You have decided to start your own business and have begun researching into, among other things, which business entity is right for you. There are partnerships, S-corps, C-corps, LLPs, LLCs, and PCs. Quite frankly, your research is starting to look like alphabet soup. So, which one is the right one for you? As always, it is imperative that you contact your attorney to aid you in making this important decision. However, if you are going to go into business by yourself or with your spouse, a LLC maybe right for you.
A Limited Liability Company, commonly known as a LLC, is a relatively new business entity that has rapidly become a popular choice for small business owners. A LLC is a hybrid of a corporation and a partnership.
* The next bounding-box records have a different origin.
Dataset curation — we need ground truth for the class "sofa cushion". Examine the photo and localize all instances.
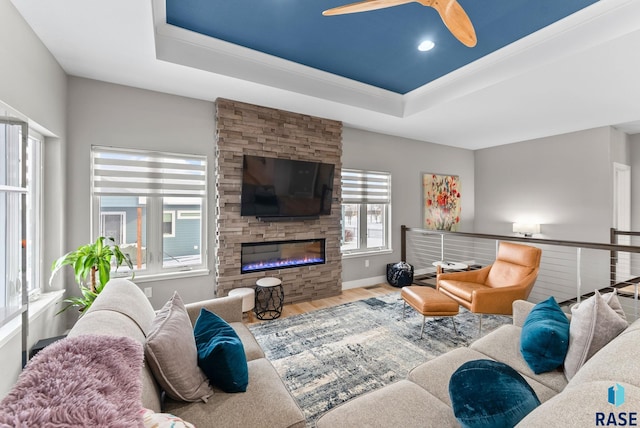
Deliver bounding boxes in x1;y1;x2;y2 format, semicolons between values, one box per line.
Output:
408;347;564;406
470;325;567;392
567;320;640;388
230;324;264;361
516;381;640;428
145;292;213;401
564;291;628;380
316;380;460;428
163;358;305;428
520;297;569;374
194;308;249;392
449;360;540;428
141;409;195;428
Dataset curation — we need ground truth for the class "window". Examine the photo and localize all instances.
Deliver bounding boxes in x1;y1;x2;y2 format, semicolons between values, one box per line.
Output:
92;147;207;278
0;117;42;325
162;211;176;238
342;169;391;254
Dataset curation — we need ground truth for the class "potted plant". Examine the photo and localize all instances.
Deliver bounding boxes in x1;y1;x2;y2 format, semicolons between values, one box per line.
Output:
49;236;134;314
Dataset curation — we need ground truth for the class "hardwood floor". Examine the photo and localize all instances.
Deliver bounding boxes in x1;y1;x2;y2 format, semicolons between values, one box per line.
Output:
244;283;398;324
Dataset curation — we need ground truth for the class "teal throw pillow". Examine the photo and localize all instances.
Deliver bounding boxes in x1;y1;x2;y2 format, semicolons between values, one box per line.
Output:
520;297;569;374
449;360;540;428
194;308;249;392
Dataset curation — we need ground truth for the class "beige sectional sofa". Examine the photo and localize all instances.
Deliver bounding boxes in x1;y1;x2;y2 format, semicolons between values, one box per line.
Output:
316;300;640;428
69;279;305;428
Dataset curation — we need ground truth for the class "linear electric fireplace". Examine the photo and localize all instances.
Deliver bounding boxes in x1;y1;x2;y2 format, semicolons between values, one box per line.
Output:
240;239;325;273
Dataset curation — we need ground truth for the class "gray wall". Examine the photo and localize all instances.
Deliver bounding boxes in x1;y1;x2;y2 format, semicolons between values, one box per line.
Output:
475;127;623;242
629;134;640;230
342;127;476;284
0;0;67;397
67;77;215;309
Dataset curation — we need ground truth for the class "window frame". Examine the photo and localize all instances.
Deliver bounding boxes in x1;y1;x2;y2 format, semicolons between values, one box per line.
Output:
340;168;392;257
0;116;29;327
91;146;209;282
162;210;176;238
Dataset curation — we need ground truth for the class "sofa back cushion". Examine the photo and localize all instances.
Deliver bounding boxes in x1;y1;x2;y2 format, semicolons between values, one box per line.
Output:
567;320;640;388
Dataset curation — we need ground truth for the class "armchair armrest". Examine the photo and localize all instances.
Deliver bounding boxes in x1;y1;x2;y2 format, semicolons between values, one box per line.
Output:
185;296;242;325
437;265;491;284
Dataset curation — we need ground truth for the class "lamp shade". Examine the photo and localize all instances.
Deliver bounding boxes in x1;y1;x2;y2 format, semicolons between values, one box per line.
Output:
513;223;540;236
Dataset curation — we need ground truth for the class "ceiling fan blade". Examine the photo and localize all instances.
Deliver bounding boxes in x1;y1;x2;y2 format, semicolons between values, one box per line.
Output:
418;0;478;48
322;0;416;16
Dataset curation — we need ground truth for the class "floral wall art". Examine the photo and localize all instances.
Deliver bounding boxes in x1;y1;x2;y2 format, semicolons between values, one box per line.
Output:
422;173;460;231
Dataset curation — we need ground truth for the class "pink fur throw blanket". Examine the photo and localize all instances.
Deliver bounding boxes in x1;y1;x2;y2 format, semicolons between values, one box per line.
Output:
0;335;144;427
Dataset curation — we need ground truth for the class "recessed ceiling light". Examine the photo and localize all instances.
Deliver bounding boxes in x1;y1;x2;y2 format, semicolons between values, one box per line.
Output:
418;40;436;52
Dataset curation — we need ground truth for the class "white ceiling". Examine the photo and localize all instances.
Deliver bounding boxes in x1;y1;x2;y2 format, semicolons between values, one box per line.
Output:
11;0;640;149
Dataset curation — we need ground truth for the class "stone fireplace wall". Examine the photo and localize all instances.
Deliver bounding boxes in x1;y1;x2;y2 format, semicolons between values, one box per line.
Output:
215;98;342;303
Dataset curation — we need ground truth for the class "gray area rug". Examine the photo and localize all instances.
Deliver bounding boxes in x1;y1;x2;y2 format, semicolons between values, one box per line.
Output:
250;292;511;427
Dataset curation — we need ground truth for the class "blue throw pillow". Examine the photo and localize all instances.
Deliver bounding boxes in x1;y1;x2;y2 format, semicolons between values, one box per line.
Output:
520;297;569;374
449;360;540;428
194;308;249;392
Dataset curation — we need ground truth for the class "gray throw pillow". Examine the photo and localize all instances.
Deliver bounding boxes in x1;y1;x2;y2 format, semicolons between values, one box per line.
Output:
564;291;629;380
145;292;213;402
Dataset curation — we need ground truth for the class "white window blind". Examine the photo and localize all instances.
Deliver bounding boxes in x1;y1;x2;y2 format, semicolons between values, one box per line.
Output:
92;146;207;197
342;169;391;204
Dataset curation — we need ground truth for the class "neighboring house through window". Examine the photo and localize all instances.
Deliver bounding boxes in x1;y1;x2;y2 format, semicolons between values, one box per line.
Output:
0;117;43;326
92;146;207;278
341;169;391;255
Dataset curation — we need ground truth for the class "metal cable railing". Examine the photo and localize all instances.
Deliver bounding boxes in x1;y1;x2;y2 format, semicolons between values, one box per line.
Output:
401;226;640;321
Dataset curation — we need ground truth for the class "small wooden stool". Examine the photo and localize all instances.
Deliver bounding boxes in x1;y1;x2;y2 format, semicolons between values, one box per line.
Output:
400;285;459;339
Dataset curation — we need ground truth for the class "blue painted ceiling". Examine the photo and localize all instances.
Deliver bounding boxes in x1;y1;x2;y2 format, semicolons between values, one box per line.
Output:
166;0;597;94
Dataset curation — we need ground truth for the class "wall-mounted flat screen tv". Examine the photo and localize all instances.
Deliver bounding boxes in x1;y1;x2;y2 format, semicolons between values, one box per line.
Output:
240;155;335;218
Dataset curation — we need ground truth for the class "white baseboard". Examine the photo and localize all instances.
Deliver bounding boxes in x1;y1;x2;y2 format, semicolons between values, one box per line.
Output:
342;276;387;290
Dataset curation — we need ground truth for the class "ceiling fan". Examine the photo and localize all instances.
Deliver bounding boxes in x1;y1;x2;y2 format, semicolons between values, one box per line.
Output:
322;0;477;48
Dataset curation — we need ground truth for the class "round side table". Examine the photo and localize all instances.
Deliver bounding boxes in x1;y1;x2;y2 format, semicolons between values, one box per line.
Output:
254;277;284;320
229;287;256;312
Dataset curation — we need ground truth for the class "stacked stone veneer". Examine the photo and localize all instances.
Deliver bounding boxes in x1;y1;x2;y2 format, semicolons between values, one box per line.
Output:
215;99;342;303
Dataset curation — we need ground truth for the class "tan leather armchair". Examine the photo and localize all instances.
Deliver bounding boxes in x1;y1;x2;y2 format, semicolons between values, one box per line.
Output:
436;242;542;315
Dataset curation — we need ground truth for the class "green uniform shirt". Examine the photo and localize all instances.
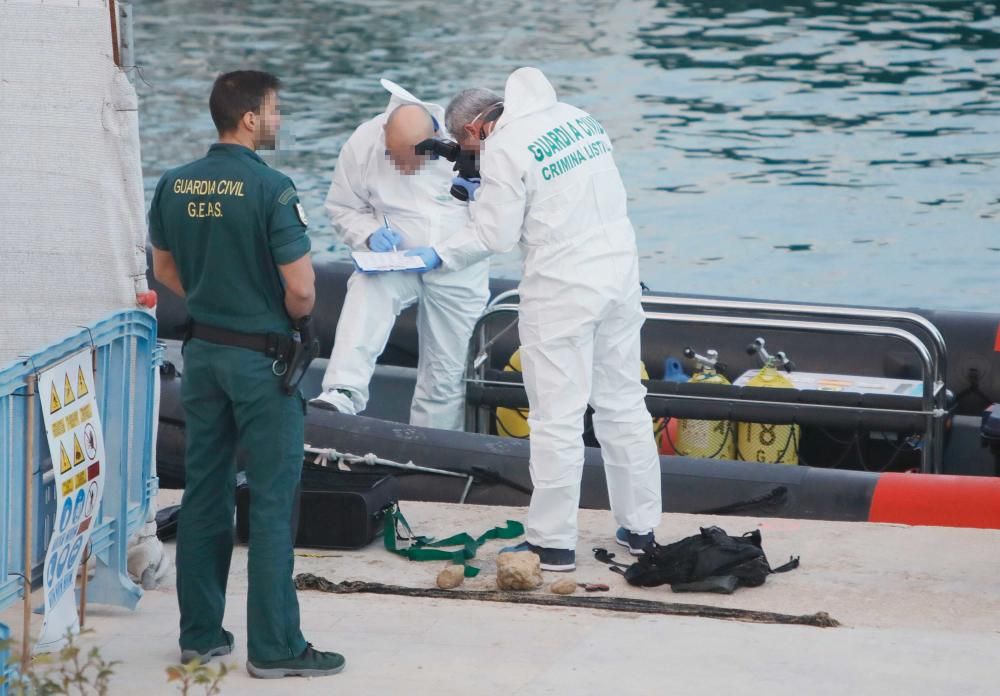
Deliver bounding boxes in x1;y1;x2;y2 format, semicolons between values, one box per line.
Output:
149;143;310;333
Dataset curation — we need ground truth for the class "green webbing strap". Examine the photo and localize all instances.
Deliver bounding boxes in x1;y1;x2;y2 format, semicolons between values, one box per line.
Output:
382;505;524;578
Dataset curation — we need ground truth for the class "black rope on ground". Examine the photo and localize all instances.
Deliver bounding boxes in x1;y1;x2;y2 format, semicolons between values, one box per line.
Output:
295;573;840;628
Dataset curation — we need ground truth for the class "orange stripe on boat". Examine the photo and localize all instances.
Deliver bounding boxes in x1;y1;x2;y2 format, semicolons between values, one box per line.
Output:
868;474;1000;529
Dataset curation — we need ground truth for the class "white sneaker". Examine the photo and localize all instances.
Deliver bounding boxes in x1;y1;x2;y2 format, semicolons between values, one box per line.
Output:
309;389;357;416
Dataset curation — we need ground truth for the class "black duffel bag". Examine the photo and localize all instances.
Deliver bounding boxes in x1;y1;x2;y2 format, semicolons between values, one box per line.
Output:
594;527;799;594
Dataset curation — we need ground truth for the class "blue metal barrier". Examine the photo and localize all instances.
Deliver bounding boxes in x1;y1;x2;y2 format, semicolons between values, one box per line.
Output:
0;310;163;669
0;623;10;696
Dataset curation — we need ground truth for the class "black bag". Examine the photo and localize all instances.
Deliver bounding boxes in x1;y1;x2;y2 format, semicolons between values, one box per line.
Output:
236;462;399;549
594;527;799;594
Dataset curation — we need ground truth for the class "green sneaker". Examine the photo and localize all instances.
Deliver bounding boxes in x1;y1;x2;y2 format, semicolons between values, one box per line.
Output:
181;629;235;665
247;643;347;679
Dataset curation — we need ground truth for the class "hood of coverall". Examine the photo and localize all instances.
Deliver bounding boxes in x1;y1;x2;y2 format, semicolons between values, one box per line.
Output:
497;68;558;130
379;77;444;137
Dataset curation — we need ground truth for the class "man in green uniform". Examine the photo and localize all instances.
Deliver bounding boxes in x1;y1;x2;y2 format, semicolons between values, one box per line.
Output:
149;70;344;678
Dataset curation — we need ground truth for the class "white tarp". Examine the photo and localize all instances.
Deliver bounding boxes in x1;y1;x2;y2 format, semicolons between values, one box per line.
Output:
0;0;146;367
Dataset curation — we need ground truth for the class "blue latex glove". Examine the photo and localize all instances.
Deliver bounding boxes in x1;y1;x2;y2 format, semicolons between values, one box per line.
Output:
451;176;480;201
406;247;441;271
368;227;403;251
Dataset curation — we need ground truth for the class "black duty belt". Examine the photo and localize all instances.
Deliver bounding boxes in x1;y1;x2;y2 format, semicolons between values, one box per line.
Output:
188;322;294;362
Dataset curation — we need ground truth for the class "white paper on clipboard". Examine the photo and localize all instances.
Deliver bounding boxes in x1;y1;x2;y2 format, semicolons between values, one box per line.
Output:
351;251;426;273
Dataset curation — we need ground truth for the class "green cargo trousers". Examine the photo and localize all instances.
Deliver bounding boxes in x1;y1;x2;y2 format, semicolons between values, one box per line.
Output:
177;339;306;662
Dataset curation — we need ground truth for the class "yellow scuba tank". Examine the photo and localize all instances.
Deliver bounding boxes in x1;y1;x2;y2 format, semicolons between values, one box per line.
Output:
674;348;736;459
736;338;801;464
496;348;666;439
496;348;531;439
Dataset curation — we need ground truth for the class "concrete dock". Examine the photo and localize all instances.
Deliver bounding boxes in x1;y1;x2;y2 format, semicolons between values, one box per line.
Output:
0;500;1000;696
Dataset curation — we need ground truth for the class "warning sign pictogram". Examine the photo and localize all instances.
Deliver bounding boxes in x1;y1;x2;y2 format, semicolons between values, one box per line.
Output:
76;367;90;396
59;443;73;474
73;433;86;466
63;375;76;406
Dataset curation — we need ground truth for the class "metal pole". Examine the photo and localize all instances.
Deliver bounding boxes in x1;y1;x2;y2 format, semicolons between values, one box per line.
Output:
21;374;38;674
108;0;122;68
80;542;90;629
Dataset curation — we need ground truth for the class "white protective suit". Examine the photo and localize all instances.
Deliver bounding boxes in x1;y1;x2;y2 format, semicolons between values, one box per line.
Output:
435;68;662;549
323;80;489;430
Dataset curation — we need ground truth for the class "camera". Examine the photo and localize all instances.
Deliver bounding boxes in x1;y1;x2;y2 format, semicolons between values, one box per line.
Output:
414;138;479;201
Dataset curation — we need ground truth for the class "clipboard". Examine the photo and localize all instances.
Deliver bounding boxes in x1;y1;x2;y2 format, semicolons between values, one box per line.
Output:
351;251;427;273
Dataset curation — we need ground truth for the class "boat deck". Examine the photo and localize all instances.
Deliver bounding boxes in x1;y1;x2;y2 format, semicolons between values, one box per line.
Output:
0;492;1000;696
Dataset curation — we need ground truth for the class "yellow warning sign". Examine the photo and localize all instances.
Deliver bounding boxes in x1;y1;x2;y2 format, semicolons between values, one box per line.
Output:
63;374;76;406
59;443;72;474
76;367;90;396
73;433;86;466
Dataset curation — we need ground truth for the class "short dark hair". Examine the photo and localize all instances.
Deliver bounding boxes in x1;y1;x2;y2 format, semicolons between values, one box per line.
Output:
208;70;281;133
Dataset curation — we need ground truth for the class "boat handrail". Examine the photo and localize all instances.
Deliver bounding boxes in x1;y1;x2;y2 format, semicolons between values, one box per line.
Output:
466;298;946;473
486;288;521;309
642;295;948;392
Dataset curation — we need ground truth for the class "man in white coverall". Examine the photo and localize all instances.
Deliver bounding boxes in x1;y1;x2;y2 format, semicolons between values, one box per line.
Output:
407;68;662;571
311;80;489;430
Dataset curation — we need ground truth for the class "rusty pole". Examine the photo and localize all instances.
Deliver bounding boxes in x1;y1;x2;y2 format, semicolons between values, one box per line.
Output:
21;374;38;674
108;0;122;68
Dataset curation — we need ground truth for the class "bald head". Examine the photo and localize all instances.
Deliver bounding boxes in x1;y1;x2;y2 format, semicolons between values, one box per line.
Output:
385;104;434;174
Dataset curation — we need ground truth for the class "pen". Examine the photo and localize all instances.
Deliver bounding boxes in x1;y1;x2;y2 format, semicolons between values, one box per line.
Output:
382;213;396;252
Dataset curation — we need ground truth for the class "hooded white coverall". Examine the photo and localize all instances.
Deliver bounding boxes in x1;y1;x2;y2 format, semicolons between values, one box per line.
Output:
435;68;662;549
323;80;489;430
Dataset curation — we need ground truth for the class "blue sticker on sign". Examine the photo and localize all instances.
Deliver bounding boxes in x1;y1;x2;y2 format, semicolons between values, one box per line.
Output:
73;488;87;524
59;498;73;532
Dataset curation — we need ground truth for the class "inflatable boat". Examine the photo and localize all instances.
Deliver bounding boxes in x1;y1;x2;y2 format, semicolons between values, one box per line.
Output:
151;262;1000;527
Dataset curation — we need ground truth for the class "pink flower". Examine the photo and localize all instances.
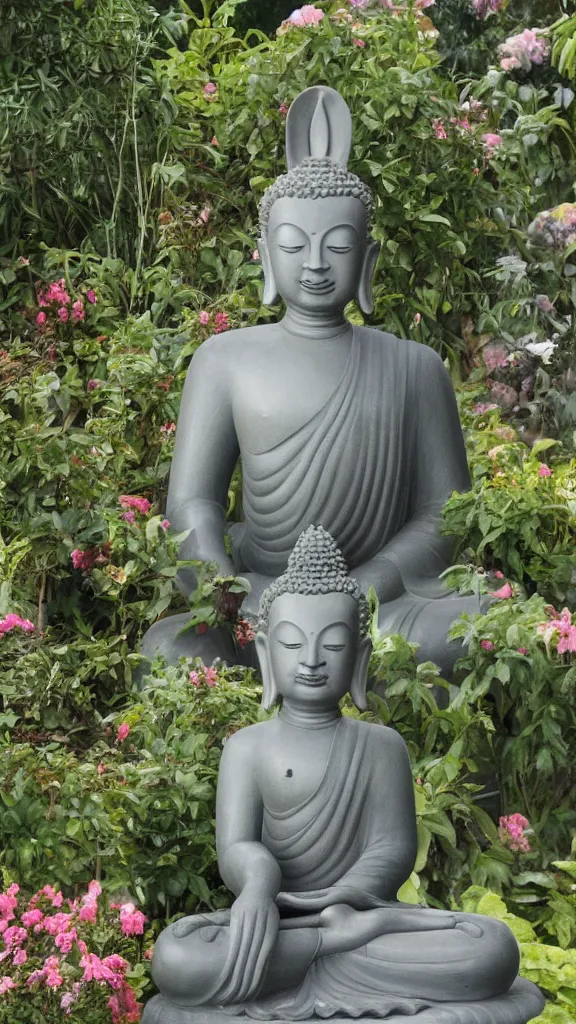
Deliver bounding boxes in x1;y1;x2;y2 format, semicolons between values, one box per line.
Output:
204;669;218;686
214;313;230;334
120;903;146;935
20;908;44;928
119;495;152;515
108;982;141;1024
0;611;36;634
498;814;530;853
288;3;324;26
70;548;96;572
71;299;86;324
235;618;255;647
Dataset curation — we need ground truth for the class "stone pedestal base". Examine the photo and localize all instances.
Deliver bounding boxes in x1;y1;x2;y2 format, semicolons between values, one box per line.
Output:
141;978;545;1024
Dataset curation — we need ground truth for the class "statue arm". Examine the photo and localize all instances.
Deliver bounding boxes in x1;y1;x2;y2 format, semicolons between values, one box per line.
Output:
352;345;470;601
166;338;239;593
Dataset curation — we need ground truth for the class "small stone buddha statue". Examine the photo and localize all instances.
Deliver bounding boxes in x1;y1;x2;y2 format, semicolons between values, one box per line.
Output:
142;526;544;1024
142;526;544;1024
141;86;480;676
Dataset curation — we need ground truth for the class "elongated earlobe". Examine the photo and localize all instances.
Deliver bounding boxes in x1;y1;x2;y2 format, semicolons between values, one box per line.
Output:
349;637;372;711
357;242;380;313
258;239;278;306
254;632;278;711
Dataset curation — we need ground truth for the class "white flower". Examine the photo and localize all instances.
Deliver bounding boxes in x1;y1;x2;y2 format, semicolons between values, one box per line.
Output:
526;341;558;365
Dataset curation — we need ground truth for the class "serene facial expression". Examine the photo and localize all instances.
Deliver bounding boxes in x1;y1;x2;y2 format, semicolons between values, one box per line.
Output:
268;594;359;708
266;196;367;313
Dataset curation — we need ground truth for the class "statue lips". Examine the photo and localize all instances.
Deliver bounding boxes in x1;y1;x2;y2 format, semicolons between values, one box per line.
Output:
294;672;328;686
300;278;336;295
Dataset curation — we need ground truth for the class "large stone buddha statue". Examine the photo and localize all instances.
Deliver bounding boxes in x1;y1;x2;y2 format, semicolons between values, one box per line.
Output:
142;526;544;1024
142;86;479;674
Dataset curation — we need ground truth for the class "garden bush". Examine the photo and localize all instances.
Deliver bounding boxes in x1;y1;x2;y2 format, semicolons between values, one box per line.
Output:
0;0;576;1024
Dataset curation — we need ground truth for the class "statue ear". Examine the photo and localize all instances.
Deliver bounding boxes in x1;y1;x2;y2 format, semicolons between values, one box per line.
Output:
357;242;380;313
258;239;278;306
254;631;278;711
349;637;372;711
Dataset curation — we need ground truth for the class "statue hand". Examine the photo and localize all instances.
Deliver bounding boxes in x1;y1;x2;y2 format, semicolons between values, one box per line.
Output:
218;889;280;1002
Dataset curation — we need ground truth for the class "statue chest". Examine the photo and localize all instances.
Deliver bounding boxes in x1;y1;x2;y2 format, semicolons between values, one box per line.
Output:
258;729;333;814
233;337;348;455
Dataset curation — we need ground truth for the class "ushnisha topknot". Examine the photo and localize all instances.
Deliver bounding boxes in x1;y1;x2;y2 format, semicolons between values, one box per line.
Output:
258;526;370;636
259;157;374;238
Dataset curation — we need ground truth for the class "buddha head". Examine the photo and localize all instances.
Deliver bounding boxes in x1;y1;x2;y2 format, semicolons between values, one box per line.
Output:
255;526;372;711
259;86;380;316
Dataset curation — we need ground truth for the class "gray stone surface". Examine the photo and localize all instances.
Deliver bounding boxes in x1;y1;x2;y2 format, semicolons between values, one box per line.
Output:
141;86;480;676
145;526;543;1024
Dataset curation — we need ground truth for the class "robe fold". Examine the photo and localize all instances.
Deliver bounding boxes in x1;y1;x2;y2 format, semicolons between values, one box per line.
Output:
262;718;387;909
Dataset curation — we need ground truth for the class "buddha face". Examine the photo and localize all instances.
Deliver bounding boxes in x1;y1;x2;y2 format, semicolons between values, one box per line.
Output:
268;594;360;709
266;196;371;315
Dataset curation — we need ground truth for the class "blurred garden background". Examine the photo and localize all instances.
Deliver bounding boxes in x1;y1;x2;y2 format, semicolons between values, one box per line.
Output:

Like a corporation, LLCs are a structured entity that has, among other things, an operating agreement, articles of organization, and managers, but it most importantly offers the benefit of limited liability. Limited liability limits the personal liability of the owners' (called members) in the LLC's transactions and interactions with other businesses and the public by acting as a shield between the owners' personal assets and the LLC. For many small business owners, having this shield allows them to take greater risks and opportunities with their new business without jeopardizing their or their family's personal assets. For example, if the LLC is sued or has an outstanding debt, the owner is normally only liable for the amount he or she has already put into the business and nothing more. The aggrieved party can only look to the LLC, and not the owner, to satisfy any judgment or debt. In order to obtain this protection, just like corporations, a LLC must register with the Illinois Secretary of State.
An LLC also has some characteristics of a partnership, namely flexibility, informality, and tax reporting options. If there is a single member, or a married couple who are the sole members, no separate income tax return needs to be filed for the LLC as it can be "disregarded" for tax purposes. Rather, the member simply reports the LLC's income and deductions on their individual or joint tax returns on a Schedule C. This eliminates the headache associated with filing two tax returns. If there are two or more persons who are not married, a separate partnership tax return can be used, which uses pass-through taxation. The partnership return will pass though the income and expenses to be included on the individual's income tax returns.
There are many more advantages, and some disadvantages, to forming a LLC. It is essential that you contact your attorney to help you decide which business entity is right for your business, and let him or her lead you through this confusing alphabet soup of business entities.